Мальчуган уловил иронию, ответил в тон:
- Сквозь камыши вряд ли пробьются… - И добавил: - Это я аж в том порту был, где морские курсанты свой парусник швартуют.
- А ты чего там очутился?
- На корабли смотрел - разве нельзя?
- Дальше куда-нибудь собирался путешествовать?
- Может, и собирался.
- Куда же, если не секрет?
- Ну хотя бы на лиман…
- А на лимане что?
- Как что? Там - жизнь! Право-воля! Птицы со всего света!
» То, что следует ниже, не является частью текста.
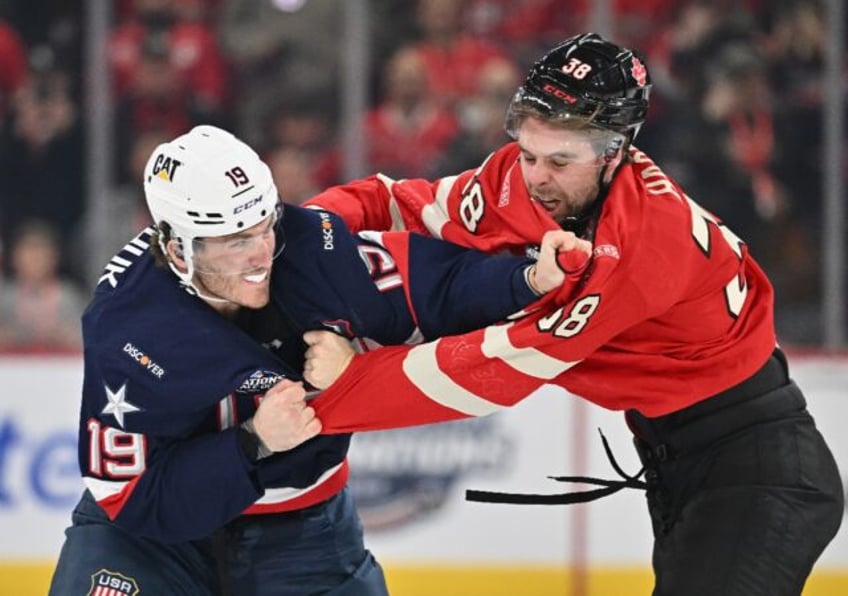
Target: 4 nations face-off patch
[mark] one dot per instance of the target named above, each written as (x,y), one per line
(111,583)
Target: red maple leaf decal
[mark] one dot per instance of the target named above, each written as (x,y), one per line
(639,72)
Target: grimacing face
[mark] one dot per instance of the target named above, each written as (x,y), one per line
(237,267)
(560,167)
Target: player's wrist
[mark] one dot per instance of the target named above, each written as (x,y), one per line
(251,443)
(530,278)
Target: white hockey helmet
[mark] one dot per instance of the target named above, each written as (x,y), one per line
(204,184)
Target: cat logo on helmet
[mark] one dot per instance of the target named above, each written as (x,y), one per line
(165,167)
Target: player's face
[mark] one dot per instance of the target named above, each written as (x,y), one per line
(237,267)
(560,168)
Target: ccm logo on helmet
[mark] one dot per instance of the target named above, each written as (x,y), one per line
(165,167)
(559,93)
(248,205)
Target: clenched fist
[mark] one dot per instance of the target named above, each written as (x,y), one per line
(327,357)
(561,253)
(283,420)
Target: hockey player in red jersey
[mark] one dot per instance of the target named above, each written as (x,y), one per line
(672,323)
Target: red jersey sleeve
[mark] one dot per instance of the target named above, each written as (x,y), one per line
(487,208)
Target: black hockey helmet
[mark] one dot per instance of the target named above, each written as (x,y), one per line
(589,81)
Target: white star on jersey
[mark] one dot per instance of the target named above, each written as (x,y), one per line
(118,404)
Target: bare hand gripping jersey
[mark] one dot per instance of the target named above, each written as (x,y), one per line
(167,379)
(630,335)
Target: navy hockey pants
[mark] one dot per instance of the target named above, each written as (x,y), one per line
(743,492)
(318,550)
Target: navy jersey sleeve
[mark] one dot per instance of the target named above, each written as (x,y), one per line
(392,286)
(452,289)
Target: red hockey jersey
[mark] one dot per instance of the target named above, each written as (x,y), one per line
(672,309)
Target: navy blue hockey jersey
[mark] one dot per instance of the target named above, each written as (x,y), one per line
(167,379)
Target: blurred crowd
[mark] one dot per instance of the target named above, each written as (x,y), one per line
(736,116)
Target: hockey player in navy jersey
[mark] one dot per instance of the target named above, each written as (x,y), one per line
(189,473)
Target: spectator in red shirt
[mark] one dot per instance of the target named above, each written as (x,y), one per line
(13,68)
(408,131)
(451,58)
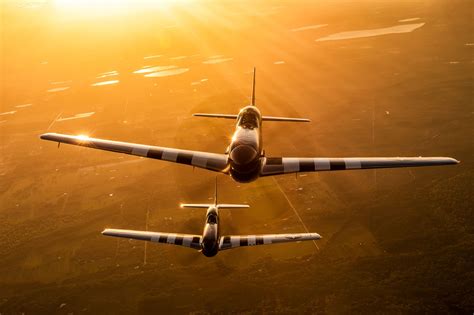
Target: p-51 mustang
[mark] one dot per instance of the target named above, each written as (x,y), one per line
(210,242)
(245,160)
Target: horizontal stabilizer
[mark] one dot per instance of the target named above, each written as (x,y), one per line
(233,241)
(264,118)
(288,119)
(219,206)
(186,240)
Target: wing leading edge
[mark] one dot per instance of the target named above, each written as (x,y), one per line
(210,161)
(234,241)
(186,240)
(278,165)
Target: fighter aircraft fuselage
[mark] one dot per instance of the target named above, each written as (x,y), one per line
(245,151)
(210,235)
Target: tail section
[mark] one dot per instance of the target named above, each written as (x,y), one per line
(253,87)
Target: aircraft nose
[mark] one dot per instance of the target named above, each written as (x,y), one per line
(243,154)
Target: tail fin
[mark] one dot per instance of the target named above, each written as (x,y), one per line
(219,206)
(253,87)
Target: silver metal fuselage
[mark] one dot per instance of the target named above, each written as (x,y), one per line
(245,151)
(210,234)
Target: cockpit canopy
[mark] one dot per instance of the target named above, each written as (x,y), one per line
(248,118)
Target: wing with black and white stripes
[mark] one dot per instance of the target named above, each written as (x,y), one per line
(186,240)
(210,161)
(233,241)
(279,165)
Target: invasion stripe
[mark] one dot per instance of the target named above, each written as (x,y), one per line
(306,165)
(178,240)
(235,241)
(226,240)
(337,165)
(274,161)
(170,155)
(195,240)
(155,154)
(184,158)
(187,241)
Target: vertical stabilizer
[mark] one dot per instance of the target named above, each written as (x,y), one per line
(253,87)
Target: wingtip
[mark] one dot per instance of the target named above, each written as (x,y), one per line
(45,136)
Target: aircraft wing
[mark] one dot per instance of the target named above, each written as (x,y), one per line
(279,165)
(210,161)
(289,119)
(233,241)
(187,240)
(226,116)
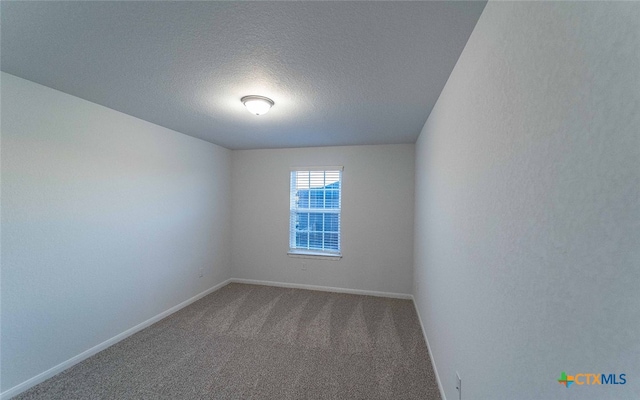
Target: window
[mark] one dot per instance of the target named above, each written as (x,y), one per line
(314,218)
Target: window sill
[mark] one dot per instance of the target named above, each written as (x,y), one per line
(312,255)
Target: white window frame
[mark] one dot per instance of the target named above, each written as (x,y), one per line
(294,210)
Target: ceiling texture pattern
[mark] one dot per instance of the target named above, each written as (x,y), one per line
(340,73)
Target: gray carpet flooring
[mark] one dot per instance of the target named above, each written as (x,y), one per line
(259,342)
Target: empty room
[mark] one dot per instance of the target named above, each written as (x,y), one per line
(430,200)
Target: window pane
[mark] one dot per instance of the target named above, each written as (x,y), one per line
(302,221)
(303,199)
(315,240)
(330,222)
(332,199)
(311,193)
(315,222)
(331,241)
(302,239)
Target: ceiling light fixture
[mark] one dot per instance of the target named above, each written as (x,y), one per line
(257,105)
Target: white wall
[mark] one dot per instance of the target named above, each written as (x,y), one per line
(106,221)
(377,217)
(527,251)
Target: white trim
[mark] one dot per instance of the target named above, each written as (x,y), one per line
(29,383)
(333,168)
(324,288)
(314,255)
(433,361)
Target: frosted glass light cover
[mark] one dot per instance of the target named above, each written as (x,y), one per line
(257,105)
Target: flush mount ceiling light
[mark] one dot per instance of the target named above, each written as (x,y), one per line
(257,105)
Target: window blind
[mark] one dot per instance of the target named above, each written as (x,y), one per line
(315,208)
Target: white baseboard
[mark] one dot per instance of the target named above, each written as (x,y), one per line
(433,361)
(325,288)
(7,394)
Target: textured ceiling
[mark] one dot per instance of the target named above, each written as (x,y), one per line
(340,73)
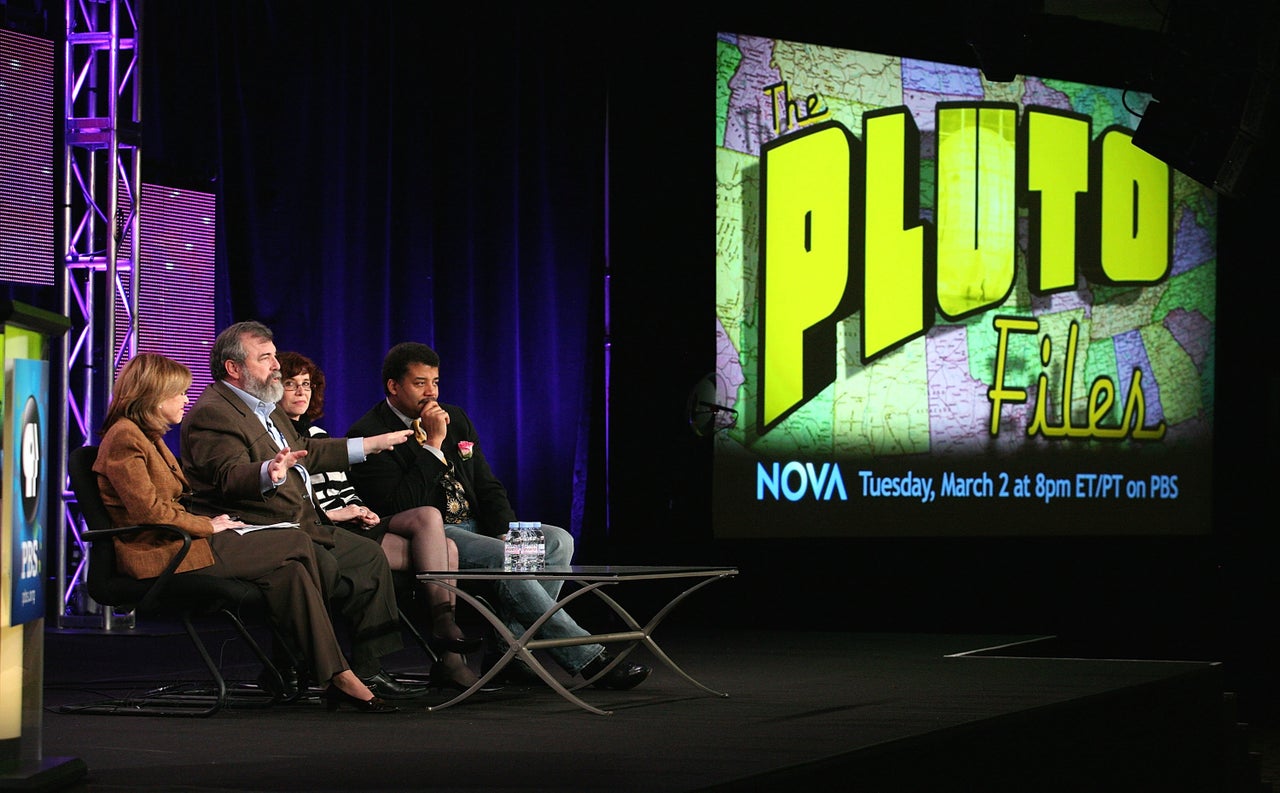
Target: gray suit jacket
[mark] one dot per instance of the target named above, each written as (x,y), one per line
(223,447)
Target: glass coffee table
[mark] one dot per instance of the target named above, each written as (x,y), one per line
(588,580)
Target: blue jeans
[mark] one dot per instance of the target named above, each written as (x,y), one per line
(521,603)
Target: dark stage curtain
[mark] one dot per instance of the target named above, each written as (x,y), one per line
(384,174)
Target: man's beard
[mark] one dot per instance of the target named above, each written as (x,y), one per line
(268,390)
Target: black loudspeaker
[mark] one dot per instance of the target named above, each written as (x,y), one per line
(1212,110)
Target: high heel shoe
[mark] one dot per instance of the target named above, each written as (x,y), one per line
(462,646)
(336,697)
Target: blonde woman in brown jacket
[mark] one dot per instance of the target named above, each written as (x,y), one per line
(142,484)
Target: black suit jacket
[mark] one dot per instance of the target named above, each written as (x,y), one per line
(408,476)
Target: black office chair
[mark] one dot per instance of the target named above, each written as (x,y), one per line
(187,596)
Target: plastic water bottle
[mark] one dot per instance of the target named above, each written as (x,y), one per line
(530,531)
(536,541)
(513,553)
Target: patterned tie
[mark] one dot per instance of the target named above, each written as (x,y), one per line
(274,432)
(419,432)
(456,507)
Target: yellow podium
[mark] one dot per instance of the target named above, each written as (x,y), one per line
(24,509)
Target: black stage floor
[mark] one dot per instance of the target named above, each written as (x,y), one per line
(853,711)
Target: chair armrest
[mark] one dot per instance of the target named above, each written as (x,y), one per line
(163,578)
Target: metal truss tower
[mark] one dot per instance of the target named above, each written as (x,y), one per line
(101,168)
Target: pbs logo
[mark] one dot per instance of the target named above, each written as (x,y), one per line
(31,480)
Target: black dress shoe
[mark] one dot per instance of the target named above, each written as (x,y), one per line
(620,678)
(334,697)
(387,687)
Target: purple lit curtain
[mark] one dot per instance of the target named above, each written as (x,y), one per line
(387,175)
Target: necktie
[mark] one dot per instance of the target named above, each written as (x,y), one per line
(274,432)
(456,507)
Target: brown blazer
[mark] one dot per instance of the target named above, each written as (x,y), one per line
(223,448)
(141,484)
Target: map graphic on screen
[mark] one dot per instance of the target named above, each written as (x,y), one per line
(947,306)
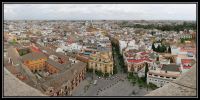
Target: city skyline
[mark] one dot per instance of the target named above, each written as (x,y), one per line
(99,11)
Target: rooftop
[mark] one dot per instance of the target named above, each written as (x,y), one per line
(185,85)
(171,67)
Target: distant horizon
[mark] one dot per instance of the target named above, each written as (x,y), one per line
(89,20)
(100,12)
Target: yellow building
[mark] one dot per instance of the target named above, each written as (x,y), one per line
(101,61)
(35,61)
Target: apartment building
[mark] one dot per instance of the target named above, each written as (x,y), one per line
(163,74)
(101,61)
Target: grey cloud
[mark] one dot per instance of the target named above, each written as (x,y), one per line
(100,11)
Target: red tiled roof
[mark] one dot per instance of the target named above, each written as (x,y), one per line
(138,60)
(143,53)
(183,61)
(34,49)
(186,67)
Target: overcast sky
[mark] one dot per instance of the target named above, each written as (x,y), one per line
(100,11)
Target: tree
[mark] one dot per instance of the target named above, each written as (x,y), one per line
(146,70)
(158,48)
(169,49)
(153,47)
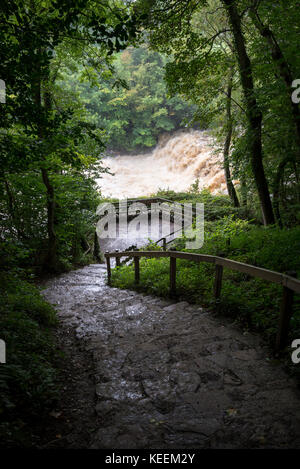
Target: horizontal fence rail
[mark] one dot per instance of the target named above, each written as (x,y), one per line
(288,281)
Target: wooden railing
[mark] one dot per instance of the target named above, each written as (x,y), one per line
(288,281)
(153,200)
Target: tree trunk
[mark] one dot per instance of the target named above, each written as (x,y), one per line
(50,261)
(254,115)
(230,187)
(282,66)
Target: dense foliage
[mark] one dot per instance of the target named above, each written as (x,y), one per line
(253,302)
(130,102)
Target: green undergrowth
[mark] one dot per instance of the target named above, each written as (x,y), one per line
(28,379)
(253,302)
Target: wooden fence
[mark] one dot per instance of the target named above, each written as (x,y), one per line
(288,281)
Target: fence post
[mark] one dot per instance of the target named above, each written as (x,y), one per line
(218,280)
(285,314)
(108,267)
(117,259)
(172,274)
(137,269)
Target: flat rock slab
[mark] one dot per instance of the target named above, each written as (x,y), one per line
(172,375)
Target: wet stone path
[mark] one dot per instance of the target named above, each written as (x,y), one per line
(172,375)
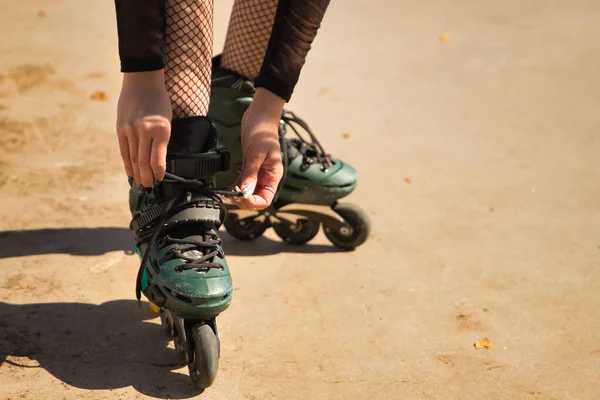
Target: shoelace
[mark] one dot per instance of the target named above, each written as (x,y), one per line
(201,263)
(311,151)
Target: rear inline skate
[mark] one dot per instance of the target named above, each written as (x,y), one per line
(313,183)
(183,271)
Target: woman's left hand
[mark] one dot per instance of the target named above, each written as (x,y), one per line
(263,168)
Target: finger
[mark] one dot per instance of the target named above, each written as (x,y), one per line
(269,176)
(249,176)
(144,149)
(132,140)
(158,156)
(124,148)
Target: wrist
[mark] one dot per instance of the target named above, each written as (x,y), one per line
(267,104)
(156,77)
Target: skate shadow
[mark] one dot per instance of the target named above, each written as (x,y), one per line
(264,246)
(94,347)
(74,241)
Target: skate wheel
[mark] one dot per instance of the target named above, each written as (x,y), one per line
(360,226)
(203,369)
(245,229)
(154,307)
(166,323)
(301,232)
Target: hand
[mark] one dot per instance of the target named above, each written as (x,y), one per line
(262,168)
(144,116)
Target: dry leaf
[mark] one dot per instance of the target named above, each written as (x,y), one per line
(484,343)
(99,96)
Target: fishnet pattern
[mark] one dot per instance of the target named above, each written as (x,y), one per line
(247,36)
(189,38)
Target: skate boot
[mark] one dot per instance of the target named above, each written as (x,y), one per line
(313,183)
(183,270)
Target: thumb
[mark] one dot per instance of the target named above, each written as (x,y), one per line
(249,175)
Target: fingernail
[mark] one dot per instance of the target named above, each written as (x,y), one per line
(247,191)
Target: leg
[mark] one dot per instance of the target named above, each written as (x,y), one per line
(312,177)
(183,269)
(189,38)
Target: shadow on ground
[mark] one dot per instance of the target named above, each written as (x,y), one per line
(74,241)
(93,347)
(99,241)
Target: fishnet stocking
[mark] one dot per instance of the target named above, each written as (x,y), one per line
(188,55)
(248,35)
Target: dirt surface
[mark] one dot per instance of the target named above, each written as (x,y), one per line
(474,126)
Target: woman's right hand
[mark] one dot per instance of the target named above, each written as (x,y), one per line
(144,116)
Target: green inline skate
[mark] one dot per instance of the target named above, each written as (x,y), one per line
(313,183)
(183,271)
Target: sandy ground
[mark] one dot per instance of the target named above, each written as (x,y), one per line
(479,163)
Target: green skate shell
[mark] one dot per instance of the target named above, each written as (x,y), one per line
(189,294)
(312,186)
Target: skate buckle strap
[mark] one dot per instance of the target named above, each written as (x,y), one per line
(192,166)
(147,217)
(198,213)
Тучи там их на озерах и в камышах: веслом махнешь - солнца не видно.
Мальчуган переменился, преобразился на глазах, последние слова были произнесены прямо-таки вдохновенно.
- А после лимана… какие были намерения?
- Без намерений. Куда душа покличет… Галасвита!
Учителя переглянулись, и самая старшая из них, полнолицая седая женщина спросила:
- Это какой-то новый континент "Галасвита"? Где он? Объясни, пожалуйста.
- А вы маму мою спросите… Чуть что - сразу: "А-а, галаасвiта б ти пiшов!.." Вот и пошел.
- Галасвита - это, наверное, где-то на месте погибшей Атлантиды, - высказал предположение директор. - Только ты сбился с курса, в совсем иной гавани очутился…
- Я и от вас убегу! - выкрикнул мальчуган.
- Поймаем, - спокойно улыбнулся директор. - Один философ говорил: "Мир ловил меня, да не поймал", - но то был, видимо, несовершенный мир. А наш сразу руку тебе на плечо: пойдем-ка с нами, товарищ Кульбака.
- Убегу! Убегу! Ничем не удержите!
В глазах директора, светившихся перед этим приветливостью, сразу похолодало.
- Только ты руки вынь из карманов, не то карманы зашьем. Да стань прямее. И в глаза мне смотри.